The building political clash – dramatically fueled by the House of Representatives’ impeachment inquiry into Trump – appears to virtually guarantee another year of sharp division in a nation long weary of such drama.
Polls suggest the country couldn’t be much more divided.
The latest projection from a University of Virginia political science team points to a dead-even 2020 race, with each party leading in states totaling 248 electoral college votes, 22 short of the 270 needed for election.
The division is reflected in the House, where the vote Thursday to formalize the impeachment inquiry passed almost entirely on party lines -more partisan than any of the three previous impeachment votes in US history.
As that inquiry proceeds, Trump has lashed out in increasingly angry, personal and crude terms, seeking to damage his political foes while energizing a fiercely loyal base.

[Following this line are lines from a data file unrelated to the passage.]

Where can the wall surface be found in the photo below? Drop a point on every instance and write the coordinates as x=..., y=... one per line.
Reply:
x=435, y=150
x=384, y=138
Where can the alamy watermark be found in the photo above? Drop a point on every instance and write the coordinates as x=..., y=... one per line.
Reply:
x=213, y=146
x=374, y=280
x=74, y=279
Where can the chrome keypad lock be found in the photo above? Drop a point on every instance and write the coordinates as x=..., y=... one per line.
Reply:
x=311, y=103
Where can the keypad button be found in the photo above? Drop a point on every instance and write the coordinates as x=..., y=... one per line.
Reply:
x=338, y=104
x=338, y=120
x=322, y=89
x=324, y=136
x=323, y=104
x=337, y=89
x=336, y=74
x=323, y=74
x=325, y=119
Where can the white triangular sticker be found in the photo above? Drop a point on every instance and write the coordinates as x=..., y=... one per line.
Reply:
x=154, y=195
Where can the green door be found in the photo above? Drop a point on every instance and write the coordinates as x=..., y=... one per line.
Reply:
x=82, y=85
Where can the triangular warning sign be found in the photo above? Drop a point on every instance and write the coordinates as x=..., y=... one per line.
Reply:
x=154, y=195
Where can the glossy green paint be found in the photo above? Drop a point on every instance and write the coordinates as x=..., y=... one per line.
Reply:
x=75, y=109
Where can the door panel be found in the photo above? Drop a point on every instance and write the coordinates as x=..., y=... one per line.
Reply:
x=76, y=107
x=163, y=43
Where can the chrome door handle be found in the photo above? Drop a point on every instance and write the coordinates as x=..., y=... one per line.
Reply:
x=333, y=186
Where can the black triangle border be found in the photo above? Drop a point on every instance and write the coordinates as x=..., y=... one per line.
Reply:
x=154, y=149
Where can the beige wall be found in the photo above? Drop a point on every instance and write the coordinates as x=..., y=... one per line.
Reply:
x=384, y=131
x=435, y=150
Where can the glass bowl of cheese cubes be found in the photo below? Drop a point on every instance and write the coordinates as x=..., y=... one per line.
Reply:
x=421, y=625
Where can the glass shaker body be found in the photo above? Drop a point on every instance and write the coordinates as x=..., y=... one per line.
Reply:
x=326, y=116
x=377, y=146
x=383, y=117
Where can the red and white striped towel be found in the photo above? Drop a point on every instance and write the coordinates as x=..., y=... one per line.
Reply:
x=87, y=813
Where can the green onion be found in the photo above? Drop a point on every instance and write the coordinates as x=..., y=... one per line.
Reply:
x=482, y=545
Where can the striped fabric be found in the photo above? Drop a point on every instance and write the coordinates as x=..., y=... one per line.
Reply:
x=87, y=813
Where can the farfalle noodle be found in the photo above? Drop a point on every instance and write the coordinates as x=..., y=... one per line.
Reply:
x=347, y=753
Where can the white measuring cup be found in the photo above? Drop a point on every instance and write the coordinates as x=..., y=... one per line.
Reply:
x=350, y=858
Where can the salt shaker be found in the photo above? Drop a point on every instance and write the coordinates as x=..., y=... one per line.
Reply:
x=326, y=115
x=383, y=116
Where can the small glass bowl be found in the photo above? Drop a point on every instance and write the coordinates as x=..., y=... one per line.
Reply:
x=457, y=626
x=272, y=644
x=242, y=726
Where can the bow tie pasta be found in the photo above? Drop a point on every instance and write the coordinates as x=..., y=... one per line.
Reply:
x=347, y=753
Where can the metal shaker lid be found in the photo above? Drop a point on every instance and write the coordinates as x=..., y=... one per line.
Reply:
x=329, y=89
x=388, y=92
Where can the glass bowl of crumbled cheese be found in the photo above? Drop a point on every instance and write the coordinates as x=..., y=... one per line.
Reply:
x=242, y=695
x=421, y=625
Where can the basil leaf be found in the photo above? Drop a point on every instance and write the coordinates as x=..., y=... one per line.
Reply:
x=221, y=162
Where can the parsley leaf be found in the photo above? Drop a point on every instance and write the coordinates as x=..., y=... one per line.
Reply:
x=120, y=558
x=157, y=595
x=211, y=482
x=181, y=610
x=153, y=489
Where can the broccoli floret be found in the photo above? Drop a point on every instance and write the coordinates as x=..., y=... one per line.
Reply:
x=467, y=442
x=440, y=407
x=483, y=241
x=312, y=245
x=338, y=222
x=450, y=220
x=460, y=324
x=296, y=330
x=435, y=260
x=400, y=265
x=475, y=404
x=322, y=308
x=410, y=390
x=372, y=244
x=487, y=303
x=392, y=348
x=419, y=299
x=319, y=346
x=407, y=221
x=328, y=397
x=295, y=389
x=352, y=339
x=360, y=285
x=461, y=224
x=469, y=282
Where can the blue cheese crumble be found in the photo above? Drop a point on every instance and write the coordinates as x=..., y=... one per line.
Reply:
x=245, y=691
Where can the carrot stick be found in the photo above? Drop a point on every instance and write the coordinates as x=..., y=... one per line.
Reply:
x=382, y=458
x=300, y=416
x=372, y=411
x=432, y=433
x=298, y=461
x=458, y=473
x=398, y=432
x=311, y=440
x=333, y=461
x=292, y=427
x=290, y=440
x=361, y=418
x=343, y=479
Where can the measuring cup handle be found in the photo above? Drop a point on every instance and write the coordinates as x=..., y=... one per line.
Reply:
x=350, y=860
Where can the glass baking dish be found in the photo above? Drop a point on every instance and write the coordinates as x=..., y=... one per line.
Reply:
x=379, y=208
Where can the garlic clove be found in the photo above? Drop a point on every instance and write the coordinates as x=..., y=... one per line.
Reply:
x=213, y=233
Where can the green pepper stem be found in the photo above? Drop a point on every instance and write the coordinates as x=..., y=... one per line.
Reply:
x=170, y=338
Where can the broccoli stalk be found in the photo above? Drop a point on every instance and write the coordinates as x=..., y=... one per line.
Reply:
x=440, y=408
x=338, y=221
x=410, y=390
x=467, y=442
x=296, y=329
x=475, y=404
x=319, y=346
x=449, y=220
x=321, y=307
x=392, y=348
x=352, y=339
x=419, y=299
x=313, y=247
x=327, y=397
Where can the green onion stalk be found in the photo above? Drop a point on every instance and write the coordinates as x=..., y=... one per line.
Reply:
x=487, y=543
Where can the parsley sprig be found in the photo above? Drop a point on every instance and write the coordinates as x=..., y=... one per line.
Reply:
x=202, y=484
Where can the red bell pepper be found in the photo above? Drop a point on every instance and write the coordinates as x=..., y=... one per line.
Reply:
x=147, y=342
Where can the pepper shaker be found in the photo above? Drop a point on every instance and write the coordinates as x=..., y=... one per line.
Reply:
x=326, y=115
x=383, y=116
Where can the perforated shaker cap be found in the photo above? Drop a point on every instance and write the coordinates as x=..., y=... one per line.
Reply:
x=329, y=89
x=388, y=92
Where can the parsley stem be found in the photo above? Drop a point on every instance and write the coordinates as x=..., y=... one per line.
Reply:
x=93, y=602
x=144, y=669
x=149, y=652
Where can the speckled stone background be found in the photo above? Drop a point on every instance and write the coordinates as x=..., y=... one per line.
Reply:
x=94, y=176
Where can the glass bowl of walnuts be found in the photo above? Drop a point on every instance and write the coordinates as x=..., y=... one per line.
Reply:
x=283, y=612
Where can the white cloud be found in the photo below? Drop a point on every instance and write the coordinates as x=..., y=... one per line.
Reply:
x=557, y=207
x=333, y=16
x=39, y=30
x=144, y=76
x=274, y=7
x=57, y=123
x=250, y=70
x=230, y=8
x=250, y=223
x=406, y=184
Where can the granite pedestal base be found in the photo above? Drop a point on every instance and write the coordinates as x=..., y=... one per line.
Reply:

In a speech Friday in Tupelo, Mississippi, he called Democratic leaders “mentally violent,” denounced the impeachment inquiry as a “hoax” and said former vice president Joe Biden, once a Democratic frontrunner, was getting “slower and slower.”
Trump has even retweeted, with apparent approval, a warning by an evangelical pastor that his impeachment could “cause a Civil War like fracture in this Nation.”

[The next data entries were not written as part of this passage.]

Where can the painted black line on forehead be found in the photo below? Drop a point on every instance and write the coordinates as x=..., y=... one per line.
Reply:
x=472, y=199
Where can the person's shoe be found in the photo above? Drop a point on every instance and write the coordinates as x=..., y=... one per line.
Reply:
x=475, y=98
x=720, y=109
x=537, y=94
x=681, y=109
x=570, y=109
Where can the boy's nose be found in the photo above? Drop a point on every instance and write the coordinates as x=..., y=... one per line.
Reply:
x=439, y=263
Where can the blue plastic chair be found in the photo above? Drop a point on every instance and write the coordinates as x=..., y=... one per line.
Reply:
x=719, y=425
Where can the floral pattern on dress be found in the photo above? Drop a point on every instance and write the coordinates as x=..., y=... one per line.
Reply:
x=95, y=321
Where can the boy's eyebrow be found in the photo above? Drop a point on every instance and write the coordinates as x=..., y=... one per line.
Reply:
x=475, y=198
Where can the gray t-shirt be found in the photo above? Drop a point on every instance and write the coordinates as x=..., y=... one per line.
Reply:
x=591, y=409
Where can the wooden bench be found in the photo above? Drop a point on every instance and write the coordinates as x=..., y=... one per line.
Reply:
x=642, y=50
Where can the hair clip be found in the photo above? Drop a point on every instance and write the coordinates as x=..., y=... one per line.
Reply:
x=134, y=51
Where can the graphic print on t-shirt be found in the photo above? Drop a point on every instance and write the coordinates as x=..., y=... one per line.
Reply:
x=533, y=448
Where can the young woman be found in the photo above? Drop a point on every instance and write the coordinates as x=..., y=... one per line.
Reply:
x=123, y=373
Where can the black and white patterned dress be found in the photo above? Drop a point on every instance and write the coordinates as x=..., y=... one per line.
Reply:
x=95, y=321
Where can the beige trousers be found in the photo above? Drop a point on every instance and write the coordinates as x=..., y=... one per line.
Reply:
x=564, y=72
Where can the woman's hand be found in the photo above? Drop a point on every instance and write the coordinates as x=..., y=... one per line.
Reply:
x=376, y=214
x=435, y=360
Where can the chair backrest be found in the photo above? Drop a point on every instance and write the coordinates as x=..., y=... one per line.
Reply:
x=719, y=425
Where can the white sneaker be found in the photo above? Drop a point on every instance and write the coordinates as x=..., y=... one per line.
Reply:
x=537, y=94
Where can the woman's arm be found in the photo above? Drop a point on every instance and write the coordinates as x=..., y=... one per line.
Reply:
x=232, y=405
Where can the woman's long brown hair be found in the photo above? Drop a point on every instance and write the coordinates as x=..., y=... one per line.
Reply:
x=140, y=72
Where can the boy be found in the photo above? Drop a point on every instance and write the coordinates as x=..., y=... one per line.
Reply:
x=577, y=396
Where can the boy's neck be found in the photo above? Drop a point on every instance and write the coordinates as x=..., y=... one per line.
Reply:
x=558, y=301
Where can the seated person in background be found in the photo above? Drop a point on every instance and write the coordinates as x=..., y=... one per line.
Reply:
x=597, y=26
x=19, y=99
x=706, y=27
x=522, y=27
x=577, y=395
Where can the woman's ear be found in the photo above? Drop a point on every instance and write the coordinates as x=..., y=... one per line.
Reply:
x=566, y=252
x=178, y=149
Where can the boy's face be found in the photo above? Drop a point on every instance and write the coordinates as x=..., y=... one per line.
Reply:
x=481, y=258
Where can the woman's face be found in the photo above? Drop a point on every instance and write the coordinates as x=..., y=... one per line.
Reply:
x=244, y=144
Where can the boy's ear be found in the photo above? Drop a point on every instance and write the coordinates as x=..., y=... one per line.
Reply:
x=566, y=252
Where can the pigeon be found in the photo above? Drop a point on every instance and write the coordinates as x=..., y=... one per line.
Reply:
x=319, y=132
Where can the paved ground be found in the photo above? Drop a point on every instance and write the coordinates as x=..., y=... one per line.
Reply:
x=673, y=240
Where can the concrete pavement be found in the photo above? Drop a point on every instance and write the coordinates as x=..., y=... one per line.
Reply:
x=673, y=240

Amid all the furor, the top Democratic candidates have struggled for a share of the spotlight while anxiety grows among some in the party that a clear, strong challenger with mainstream appeal has yet to emerge.

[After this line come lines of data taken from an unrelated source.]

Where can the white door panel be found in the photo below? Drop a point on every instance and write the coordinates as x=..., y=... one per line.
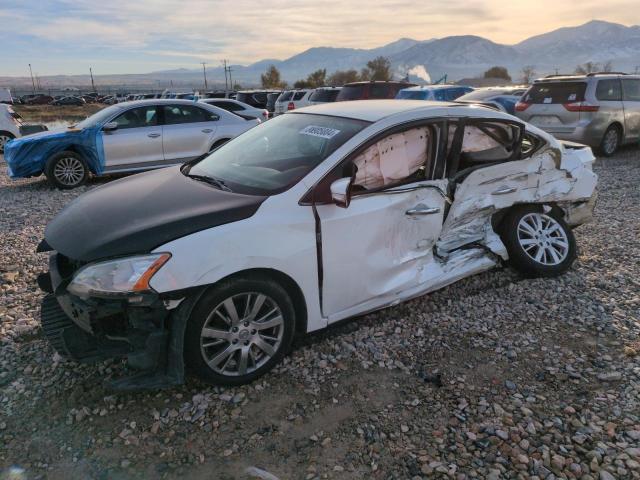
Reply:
x=187, y=140
x=132, y=146
x=378, y=246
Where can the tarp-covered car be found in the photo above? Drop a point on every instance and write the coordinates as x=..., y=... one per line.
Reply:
x=126, y=137
x=318, y=215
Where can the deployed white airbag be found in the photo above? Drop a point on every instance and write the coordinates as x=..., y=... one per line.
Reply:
x=392, y=159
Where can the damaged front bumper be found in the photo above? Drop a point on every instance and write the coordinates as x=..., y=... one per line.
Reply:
x=145, y=329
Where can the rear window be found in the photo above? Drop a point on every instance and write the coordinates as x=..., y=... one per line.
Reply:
x=609, y=90
x=558, y=92
x=631, y=89
x=351, y=92
x=380, y=90
x=412, y=95
x=324, y=95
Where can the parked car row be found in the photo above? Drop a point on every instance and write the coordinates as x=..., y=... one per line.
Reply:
x=127, y=137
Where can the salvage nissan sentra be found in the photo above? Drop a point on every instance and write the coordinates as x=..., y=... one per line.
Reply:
x=316, y=216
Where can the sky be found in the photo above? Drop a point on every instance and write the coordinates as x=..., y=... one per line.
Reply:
x=140, y=36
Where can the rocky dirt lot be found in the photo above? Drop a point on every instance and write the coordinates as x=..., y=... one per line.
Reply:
x=494, y=377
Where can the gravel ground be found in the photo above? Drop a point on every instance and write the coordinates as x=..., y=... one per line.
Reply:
x=493, y=377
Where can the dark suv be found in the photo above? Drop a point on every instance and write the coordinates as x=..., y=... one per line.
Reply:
x=601, y=110
x=255, y=98
x=371, y=90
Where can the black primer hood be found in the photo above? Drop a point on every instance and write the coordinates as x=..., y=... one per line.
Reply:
x=139, y=213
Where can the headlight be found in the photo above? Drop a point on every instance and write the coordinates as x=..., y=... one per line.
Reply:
x=124, y=275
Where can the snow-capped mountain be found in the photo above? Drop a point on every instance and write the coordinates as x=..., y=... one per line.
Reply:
x=456, y=56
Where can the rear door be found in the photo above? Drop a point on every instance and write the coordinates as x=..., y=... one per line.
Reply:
x=631, y=98
x=550, y=105
x=188, y=131
x=376, y=250
x=137, y=142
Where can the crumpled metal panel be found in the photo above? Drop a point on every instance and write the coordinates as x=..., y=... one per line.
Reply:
x=549, y=176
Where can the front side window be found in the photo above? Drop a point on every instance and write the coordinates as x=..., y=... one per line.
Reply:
x=631, y=89
x=609, y=90
x=138, y=118
x=275, y=155
x=177, y=114
x=397, y=158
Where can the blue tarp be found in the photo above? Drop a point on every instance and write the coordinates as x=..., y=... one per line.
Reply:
x=27, y=156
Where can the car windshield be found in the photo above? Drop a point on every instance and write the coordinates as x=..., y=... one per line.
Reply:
x=351, y=92
x=556, y=92
x=324, y=95
x=98, y=118
x=412, y=95
x=274, y=156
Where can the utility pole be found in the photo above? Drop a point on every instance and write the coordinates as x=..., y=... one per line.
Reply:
x=92, y=84
x=204, y=72
x=226, y=85
x=33, y=83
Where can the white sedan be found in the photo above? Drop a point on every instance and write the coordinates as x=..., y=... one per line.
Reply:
x=321, y=214
x=127, y=137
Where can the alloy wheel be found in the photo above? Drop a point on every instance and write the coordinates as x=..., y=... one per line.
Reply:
x=69, y=171
x=543, y=239
x=3, y=141
x=241, y=334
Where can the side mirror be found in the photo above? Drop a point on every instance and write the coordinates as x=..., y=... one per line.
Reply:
x=341, y=192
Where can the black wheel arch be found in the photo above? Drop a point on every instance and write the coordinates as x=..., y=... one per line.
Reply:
x=288, y=283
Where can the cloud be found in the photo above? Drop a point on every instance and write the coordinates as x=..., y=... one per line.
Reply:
x=148, y=32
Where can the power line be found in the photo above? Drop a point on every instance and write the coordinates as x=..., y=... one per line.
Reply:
x=33, y=83
x=204, y=73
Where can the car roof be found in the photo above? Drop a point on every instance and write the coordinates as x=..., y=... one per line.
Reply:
x=376, y=110
x=434, y=87
x=158, y=101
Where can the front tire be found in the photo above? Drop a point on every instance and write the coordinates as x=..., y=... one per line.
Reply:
x=66, y=170
x=239, y=330
x=540, y=244
x=610, y=141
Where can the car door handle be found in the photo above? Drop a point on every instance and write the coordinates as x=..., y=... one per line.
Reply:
x=422, y=210
x=504, y=190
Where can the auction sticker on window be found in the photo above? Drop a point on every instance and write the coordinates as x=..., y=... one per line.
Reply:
x=322, y=132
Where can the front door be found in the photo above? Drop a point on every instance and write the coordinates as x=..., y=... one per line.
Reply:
x=137, y=141
x=188, y=132
x=378, y=246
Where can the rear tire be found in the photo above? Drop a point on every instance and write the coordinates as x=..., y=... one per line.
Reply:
x=4, y=138
x=610, y=141
x=239, y=330
x=66, y=170
x=540, y=244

That survey put Senator Elizabeth Warren in the lead, at 22 percent, followed by Senator Bernie Sanders, at 19 percent, with a surging Pete Buttigieg, mayor of South Bend, Indiana, at 18 percent, one point ahead of the far better-known Biden.
But many Democrats fear Warren and Sanders are too liberal to win in a nationwide vote, and that Buttigieg – who has struggled to widen his appeal beyond a core of white, liberal voters – might not be electable. That also means less attention on the Democrats’ top issues, including health care, gun control and immigration reform.